In Porto in January 1882 he married Elisa Dantas Gonçalves Pereira (Rio de Janeiro, Rio de Janeiro, December 15, 1865 - April 21, 1942), by whom he had sixteen children. One of his sons in law was writer Aquilino Ribeiro.
He then turned to a second interest; in 1882 was elected to the Portuguese parliament for Lamego, and in 1886 for Coimbra. In 1890 and 1894 was also elected Peer of the Realm by the Coimbra University. During this period he was briefly Minister for Public Works on the Hintze Ribeiro cabinet, in 1893 and created the first labour court in Portugal. Taking a special interest in public education during his political activity he was made part of the Superior Council of Public Education in 1892, and published several books on the subject. Machado was also briefly President of the Directory of the Democratic Party in 1902, and after switching to the Republican Party, was this party's President of the Directory from 1906 to 1909. He was one of the few Monarchists-turned-Republican who switched still during Monarchy.
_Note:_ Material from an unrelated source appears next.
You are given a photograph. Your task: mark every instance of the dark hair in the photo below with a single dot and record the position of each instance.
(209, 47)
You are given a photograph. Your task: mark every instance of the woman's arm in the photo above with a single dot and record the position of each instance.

Once the Republic was proclaimed in 1910 he was made Minister for Foreign Affairs, and ran an unsuccessful campaign for the Presidential elections of 1911. Afterwards appointed ambassador to Brazil, made his political comeback in 1914 to lead one of many brief cabinets the country had in this period. Machado ran again to the Presidency in 1915 and was this time elected President of Portugal. In the course of his term, he would receive Germany's declaration of war (March, 1916), and would visit the Portuguese forces placed in France in the battlefields.
In 1917 the government was deposed by a military coup headed by Sidónio Pais, and Machado went into exile.
Upon Machado's return in 1919 he was elected Senator. He served as Prime Minister from 10 February to 23 May 1921. Once again, in 1925, he achieved the presidential office after President Teixeira Gomes resigned, only to be overthrown a year later (1926) by Gomes da Costa (See: 28th May 1926 coup d'état and Ditadura Nacional). The country remained under a military, then civilian, dictatorship until 1974.
For a second time he went into exile in France, where he continued to be very critical of the Portuguese regime. The German occupation of France in 1940 forced him to seek protection in Portugal, which the government granted him with the condition that he was to be confined to his personal retreat in the northern part of Portugal. It was there in Oporto that he died in 1944.